Department of Neurosurgery, Nagoya University Hospital.
Neurol Med Chir (Tokyo). 2023 Apr 15;63(4):158-164. doi: 10.2176/jns-nmc.2021-0390. Epub 2023 Mar 1.
The goal of this study is to perform correlation analysis of Computed tomography (CT) and magnetic resonance imaging (MRI) results in posterior ligament complex (PLC) injury and define the morphological traits of thoracolumbar (TL) burst fractures connected to PLC injury. Forty patients with surgically repaired TL burst fractures between January 2013 and December 2020 were retrospectively analyzed. The patients were split into two groups for comparison based on MRI (Group P: patients with a confirmed or suspected PLC injury; Group N: patients with PLC injury denied). The radiographic morphological examination based on CT scans and clinical evaluation was performed and compared between two groups. The thoracolumbar injury classification and severity score (TLICS), the load sharing classification (LSC) scores, and the number of patients with neurological impairments were considerably greater in Group P. Loss of height of the fracture (loss height), local kyphosis of the fracture (local kyphosis), and supraspinous distance were significantly higher in Group P and significantly associated with PLC injuries indicating severe vertebral body destruction and traumatic kyphosis in multivariate logistic analysis [odds ratio: 1.90, 1.06, and 1.13, respectively]. Cutoff value for local kyphosis obtained from the receiver operating characteristic curve was 18.8. If local kyphosis is greater than 18.8 degrees on CT scans, we should take into account the probability of the highly damaged burst fracture associated with PLC injury. In this situation, we should carefully assess MRI to identify the spinal cord injury or spinal cord compression in addition to PLC injury because these instances likely present with neurological abnormalities.

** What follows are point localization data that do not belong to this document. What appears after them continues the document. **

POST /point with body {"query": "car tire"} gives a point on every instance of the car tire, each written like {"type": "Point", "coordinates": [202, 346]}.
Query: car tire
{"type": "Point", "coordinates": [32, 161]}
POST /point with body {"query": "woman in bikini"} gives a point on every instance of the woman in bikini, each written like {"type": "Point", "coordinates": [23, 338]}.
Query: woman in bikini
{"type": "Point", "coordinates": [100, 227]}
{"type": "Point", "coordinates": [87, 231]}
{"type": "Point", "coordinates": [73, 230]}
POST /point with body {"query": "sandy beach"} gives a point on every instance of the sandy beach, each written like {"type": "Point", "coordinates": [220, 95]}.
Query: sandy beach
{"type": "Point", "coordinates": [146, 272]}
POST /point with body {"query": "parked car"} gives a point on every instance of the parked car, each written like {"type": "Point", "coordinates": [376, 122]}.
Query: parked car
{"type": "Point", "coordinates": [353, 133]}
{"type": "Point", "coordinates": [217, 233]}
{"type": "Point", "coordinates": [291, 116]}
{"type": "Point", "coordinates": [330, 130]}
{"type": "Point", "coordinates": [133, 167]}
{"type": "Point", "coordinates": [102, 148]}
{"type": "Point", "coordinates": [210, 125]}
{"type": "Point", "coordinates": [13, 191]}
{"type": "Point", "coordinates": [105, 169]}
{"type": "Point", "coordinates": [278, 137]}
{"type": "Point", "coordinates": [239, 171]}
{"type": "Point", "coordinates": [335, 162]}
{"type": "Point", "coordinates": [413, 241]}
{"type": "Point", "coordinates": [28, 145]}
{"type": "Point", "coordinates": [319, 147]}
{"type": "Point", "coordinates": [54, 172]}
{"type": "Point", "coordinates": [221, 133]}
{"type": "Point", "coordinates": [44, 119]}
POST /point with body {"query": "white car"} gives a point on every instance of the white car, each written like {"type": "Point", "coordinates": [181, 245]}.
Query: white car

本研究旨在对后纵韧带复合体(PLC)损伤的 CT 和磁共振成像(MRI)结果进行相关分析,并定义与 PLC 损伤相关的胸腰椎(TL)爆裂骨折的形态特征。回顾性分析了 2013 年 1 月至 2020 年 12 月期间接受手术治疗的 40 例 TL 爆裂骨折患者。根据 MRI 将患者分为两组进行比较(组 P:证实或疑似 PLC 损伤的患者;组 N:否认 PLC 损伤的患者)。对两组患者进行 CT 扫描的影像学形态检查和临床评估,并进行比较。组 P 的胸腰椎损伤分类和严重程度评分(TLICS)、负荷分担分级(LSC)评分和存在神经功能损伤的患者数量明显更多。组 P 的骨折高度丢失(丢失高度)、骨折局部后凸(局部后凸)和棘突间距离明显更高,且与 PLC 损伤显著相关,多变量逻辑分析表明严重的椎体破坏和创伤性后凸(比值比:1.90、1.06 和 1.13)。受试者工作特征曲线获得的局部后凸的截断值为 18.8。如果 CT 扫描上的局部后凸大于 18.8 度,我们应该考虑 PLC 损伤相关的严重爆裂骨折的可能性。在这种情况下,我们应该仔细评估 MRI,以确定脊髓损伤或脊髓压迫,除了 PLC 损伤,因为这些情况可能存在神经功能异常。